Production Quality Data Science. Building Rapid Ingestion Data Pipelines


Details
HUG Ireland has the pleasure of announcing two fantastic speakers for our June Meetup, which is hosted by Bank of Ireland @boistartups at Grand Canal Square. Cronan McNamara, CEO of Creme Global will speak about setting up an online production quality data science environment, whereas Guglielmo Iozzia, Big Data Infrastructure Engineer with IBM will talk about rapid data ingestion with a FOSS tool called Streamsets Data Collector. As you can see, this Meetup is themed around the practicals of getting stuff done in Data Science, which is of interest to all members, especially those in the Data Science, Data Analysis and Architecture areas.
The agenda is as follows:
Production Quality Data Science is a Team Sport by Cronan McNamara (https://ie.linkedin.com/in/cronanmcnamara), CEO of Creme Global (http://www.cremeglobal.com/).

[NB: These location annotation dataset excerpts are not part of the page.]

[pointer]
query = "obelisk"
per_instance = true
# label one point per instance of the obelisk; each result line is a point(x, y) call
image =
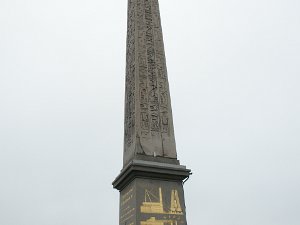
point(151, 181)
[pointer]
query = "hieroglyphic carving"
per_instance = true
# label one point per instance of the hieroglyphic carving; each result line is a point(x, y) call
point(143, 87)
point(130, 77)
point(151, 70)
point(148, 116)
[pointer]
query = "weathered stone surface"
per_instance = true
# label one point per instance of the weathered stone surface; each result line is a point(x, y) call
point(148, 115)
point(152, 202)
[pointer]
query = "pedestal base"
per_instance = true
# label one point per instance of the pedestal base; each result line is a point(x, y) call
point(152, 193)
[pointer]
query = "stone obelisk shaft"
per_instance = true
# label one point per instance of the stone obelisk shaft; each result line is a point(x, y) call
point(148, 116)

It takes a team to deliver production quality data analytics. This creates a barrier for organisations trying to get started extracting value from their data, choosing the right technologies and setting up their development environment. All this must be done before getting started on the real data science work. Cronan will explore these challenges and demonstrate how Creme Global has developed a platform, called Expert Models, which helps teams to overcome some of the challenges involved in taking data science from research to a product. Expert Models is an online platform which facilitates data storage, data editing, model development, model deployment and computation all from a standard web browser. Based on modern web technologies like Linux, AWS, MySQL, Python, REST APIs, JSON and JS, team members can invite and work with their colleagues, upload, edit and connect to data sets, create and share data science models and output results amongst the team or with other organisations and the general public. The talk will be illustrated with examples of Creme Global's predictive models that are being used by the pesticide and fragrance industries internationally.
Building a data pipeline to ingest data into Hadoop in minutes using Streamsets Data Collector by Guglielmo Iozzia (https://ie.linkedin.com/in/giozzia), Big Data Infrastructure Engineer Security/Ethical Hacking Team @ IBM Ireland (http://www.ibm.com/ie-en/)

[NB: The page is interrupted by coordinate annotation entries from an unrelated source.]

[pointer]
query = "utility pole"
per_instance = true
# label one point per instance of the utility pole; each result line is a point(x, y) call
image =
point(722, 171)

In a modern Big Data Analytics infrastructure the collection of the raw data from different sources (like relational databases, MongoDB, log files, Amazon S3, JMS consumers and many others) is often a complex challenge. You need to write code to adapt the flow to your specific analytics needs. This talk will walk through a real case scenario that helped us to save a lot of time by managing everything through a web UI (including data clean up, error handling and performance and data quality monitoring): building a pipeline to continuously ingest data into an Hadoop eco-system integrating an Open Source tool called Streamsets Data Collector.
As usual, our event hashtag is #HUGIreland and joining HUG Ireland will allow you to RSVP your place at a great Data Science themed event for the "sunny" month of June in Ireland!... Hope to see you all there!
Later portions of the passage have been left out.